Our basic policy is to appropriately manage risks in view of our management strategies and risk characteristics and most effectively utilize our capital. By doing so, we are able to increase enterprise value while maintaining sound finances and appropriate operations.
The authorities and responsibilities of organizational entities and of directors and employees involved in risk management are assigned so that conflicts of interest do not arise. In addition, we have established a system that provides for appropriate cross-checks.
We broadly classify and define risks into the following categories, and manage the risks according to their characteristics.
|Risk Category||Risk Definition|
|Market risk||Market risk is the risk of loss resulting from changes in the value of assets and liabilities (including off-balance sheet assets and liabilities) due to fluctuations in risk factors such as interest rates, foreign exchange rates and stock prices and the risk of loss resulting from changes in earnings generated from assets and liabilities.|
|Market liquidity risk||Market liquidity risk is the risk that a financial institution will incur losses because it is unable to conduct market transactions or is forced to conduct transactions at far more unfavorable prices than under normal conditions due to a market crisis and the like.|
|Funding liquidity risk||Funding liquidity risk is the risk that a financial institution will incur losses because it finds it difficult to secure the necessary funds or is forced to obtain funds at far higher interest rates than under normal conditions due to a mismatch between the maturities of assets and liabilities or an unexpected outflow of funds.|
|Credit risk||Credit risk is the risk that a financial institution will incur losses from the decline or elimination of the value of assets (including off-balance sheet assets) due to deterioration in the financial condition of an entity to which credit is provided.|
|Operational risk||The risk that losses will be incurred due to inadequate or failed internal processes, people and systems, or due to external events.|
|Processing risk||The risk of losses arising from failed processing due to negligence, accidents, or fraud by officers or employees.|
|IT system risk||The risk of losses arising from the failure of, the malfunctioning of, defects in, or unauthorized use of IT systems.|
|Information asset risk||The risk of losses arising from the loss, falsification, inappropriate use, or external leakage of information due to IT system damage or inappropriate processing.|
|Legal risk||The risk of losses arising from compensation for damages, penalties, or surcharges, or a decline in customer trust, due to an inability to rigorously comply with laws (including laws,ordinances, internal regulations, and processing procedures, etc.).|
|Human resources risk||The risk of losses arising from discriminatory acts in human resources administration.|
|Tangible assets risk||The risk of losses arising from damages to tangible assets resulting from natural disasters or other events.|
|Reputational risk||The risk of losses arising from the spread among the public, or a certain segment of the public, of false information about us, causing a loss of the Bank's credibility, damage to our image, and as a result, a loss of customers or fund-raising counterparties, or causing a worsening of transaction conditions.|
We have established risk management entities for each risk category as well as the Risk Management Department, which is responsible for monitoring the risks within the risk categories in an integrated manner in order to ensure the effectiveness of our comprehensive risk management.

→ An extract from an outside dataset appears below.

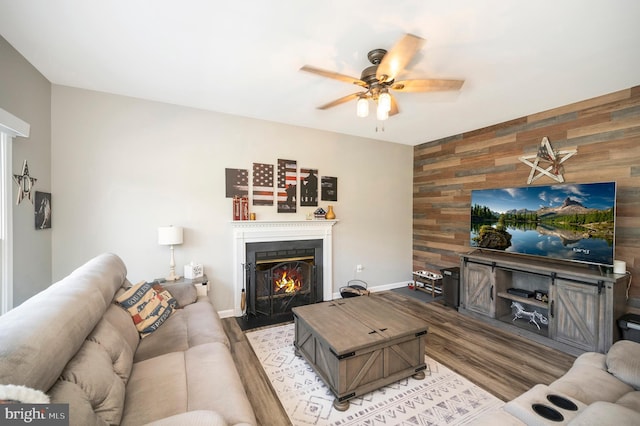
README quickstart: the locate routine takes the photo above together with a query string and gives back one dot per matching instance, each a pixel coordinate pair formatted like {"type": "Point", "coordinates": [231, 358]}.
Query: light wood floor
{"type": "Point", "coordinates": [500, 362]}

The Risk Management Department operates independently from other departments.
We have established special advisory committees to the Executive Committee to handle risk management responsibilities: the Risk Management Committee and the ALM Committee. These advisory committees submit risk management reports based on risk characteristics and hold discussions about risk management policies and systems.
Prior to launching new products, services, or businesses, we assess potential risks and select appropriate methods to measure risks.